There was a large variation in the STs of FQ non-susceptible E. coli, both within and between farms (Figure 5). Three isolates were assigned to different novel STs (i.e., STs not yet introduced in the EnteroBase database). On farm 10 (ST1196) and 25 (ST40), FQ non-susceptible E. coli isolates collected on day 0 from the environment, showed identical cgMLST profiles and <5 pairwise SNP differences to isolates obtained from cloacal swabs of broilers on the same farm (Figure 5; Supplementary Table S6). In addition, on farms 6 (ST1485) and 10 (ST1146), isolates from day-old chicks clustered together with those from the broiler at the end of the production cycle.

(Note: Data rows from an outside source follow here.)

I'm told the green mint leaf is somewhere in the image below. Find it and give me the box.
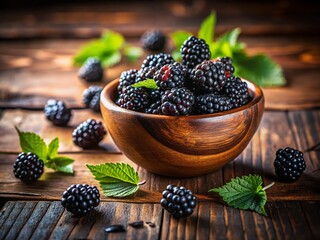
[123,46,143,62]
[232,51,286,86]
[46,156,74,173]
[209,175,267,216]
[131,79,158,90]
[170,30,192,51]
[86,163,140,197]
[198,12,216,46]
[101,51,121,67]
[47,138,59,159]
[15,126,47,162]
[101,30,125,52]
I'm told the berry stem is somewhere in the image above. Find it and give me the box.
[138,180,147,186]
[262,182,275,190]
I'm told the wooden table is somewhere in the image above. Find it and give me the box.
[0,1,320,239]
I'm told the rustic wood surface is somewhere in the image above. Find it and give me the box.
[0,0,320,239]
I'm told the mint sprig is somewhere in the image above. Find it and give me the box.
[86,163,145,197]
[15,126,74,173]
[73,30,143,67]
[209,174,274,216]
[170,12,286,86]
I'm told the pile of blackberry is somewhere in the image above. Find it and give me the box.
[116,36,251,116]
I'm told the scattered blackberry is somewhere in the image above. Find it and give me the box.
[44,99,72,126]
[273,147,306,182]
[180,36,211,71]
[116,86,150,112]
[13,152,44,184]
[145,100,162,115]
[79,57,103,82]
[141,53,175,69]
[72,119,107,149]
[194,93,233,114]
[190,61,226,93]
[136,67,158,82]
[141,30,166,51]
[82,86,102,112]
[222,77,250,107]
[118,69,138,94]
[161,88,195,116]
[218,57,234,78]
[61,184,100,217]
[154,62,186,91]
[160,184,197,218]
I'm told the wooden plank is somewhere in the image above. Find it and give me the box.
[0,37,320,110]
[17,201,51,240]
[0,109,120,153]
[0,1,319,39]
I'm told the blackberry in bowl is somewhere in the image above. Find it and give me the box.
[100,79,264,177]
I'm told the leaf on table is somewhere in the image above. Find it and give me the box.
[100,51,121,67]
[15,126,47,161]
[46,156,74,173]
[233,51,286,86]
[198,12,216,45]
[86,163,140,197]
[47,137,59,159]
[131,79,158,90]
[123,45,143,62]
[209,175,267,216]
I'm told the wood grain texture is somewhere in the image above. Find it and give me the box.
[101,80,264,177]
[0,109,120,153]
[0,110,320,203]
[0,201,320,240]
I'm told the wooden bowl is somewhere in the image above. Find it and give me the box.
[101,79,264,177]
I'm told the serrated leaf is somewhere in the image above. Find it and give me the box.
[170,31,192,51]
[209,175,267,216]
[123,46,143,62]
[233,52,286,86]
[101,51,121,67]
[101,30,125,52]
[86,163,140,197]
[47,138,59,159]
[131,79,158,90]
[198,12,216,45]
[15,126,47,162]
[46,156,74,173]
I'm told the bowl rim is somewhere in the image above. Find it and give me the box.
[100,78,264,119]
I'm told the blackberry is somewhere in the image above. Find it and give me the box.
[222,77,250,108]
[180,36,211,71]
[79,57,103,82]
[82,86,102,112]
[194,93,233,114]
[61,184,100,217]
[154,62,186,90]
[136,67,158,82]
[72,119,107,149]
[140,30,166,51]
[161,88,195,116]
[44,99,72,126]
[118,69,138,94]
[116,86,150,112]
[13,152,44,184]
[141,53,175,69]
[145,100,162,115]
[160,184,197,218]
[217,57,234,78]
[189,61,226,93]
[273,147,306,182]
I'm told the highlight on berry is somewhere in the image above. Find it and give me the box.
[115,36,251,116]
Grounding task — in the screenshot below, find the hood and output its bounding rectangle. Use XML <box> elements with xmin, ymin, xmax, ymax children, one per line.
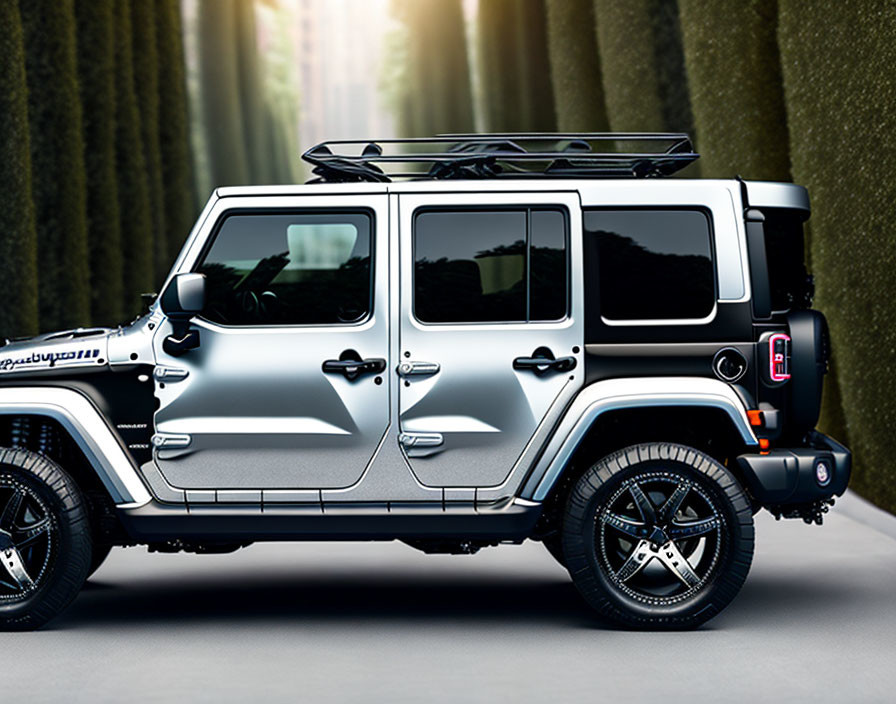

On farm 6, five ST1485 isolates exhibited ≤3 pairwise SNP differences, while on farm 10, two ST1146 isolates, for which SNP analysis was not possible due to the lack of a suitable reference genome, had identical cgMLST profiles. Moreover, isolates from different day-old chicks within the same farm clustered together, which was the case on farm 25 (three ST1485 isolates with 0 pairwise SNP differences), farm 22 (three ST69 isolates with 0–4 pairwise SNP differences), and farm 6 (four ST1485 isolates with 1–4 pairwise SNP differences) (Supplementary Table S9). For ST5451, five isolates collected from chicks on day 0 shared identical cgMLST profiles. However, no suitable reference genome was available on EnteroBase, and SNP analysis was not performed.